Egypt's Ministry of Antiquities announced the discovery of a statue of Alexander The Great after nine months of digging, within an ancient "residential and commercial zone" in Alexandria which archeologists belief was the trading centre of the Ptolemaic period.
As they explored the al-Shatby neighbourhood of Alexandria, "the mission discovered a large network of tunnel tanks painted pink for storing rain, flood, and groundwater to be used during the draught time," said Mostafa Waziri, Secretary-General of Egypt's Supreme Council of Antiquities, to the Xinhua news agency.
Waziri went on to describe the town's layout as "composed of a main street and several branch roads that were all connected by a sanitation network."
A couple years ago, writes Butler, "excavations in Alexandria’s ancient royal quarter clued archaeologists who have been searching for the hero’s finally resting place.
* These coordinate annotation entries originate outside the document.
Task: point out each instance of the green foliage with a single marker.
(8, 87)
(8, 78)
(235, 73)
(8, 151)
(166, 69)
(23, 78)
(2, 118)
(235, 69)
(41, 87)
Calliope Limneos-Papakosta and her team discovered a magnificent marble statue of Alexander, along with other clues that may lead to the discovery of his long lost tomb. The archaeologists is literally turning over every stone in her quest to find Alexander’s tomb.
"Limneos-Papakosta began collaborating with DNA Sequence SRL to use DNA for better understanding the social patterns of this region. Using this technology, it may be possible for the archaeologists to trace the effects of natural disasters, plagues, and so forth, in order to get a picture of the layout and location of Alexandria in the distant past. At least this is my interpretation of what could be accomplished," writes Butler.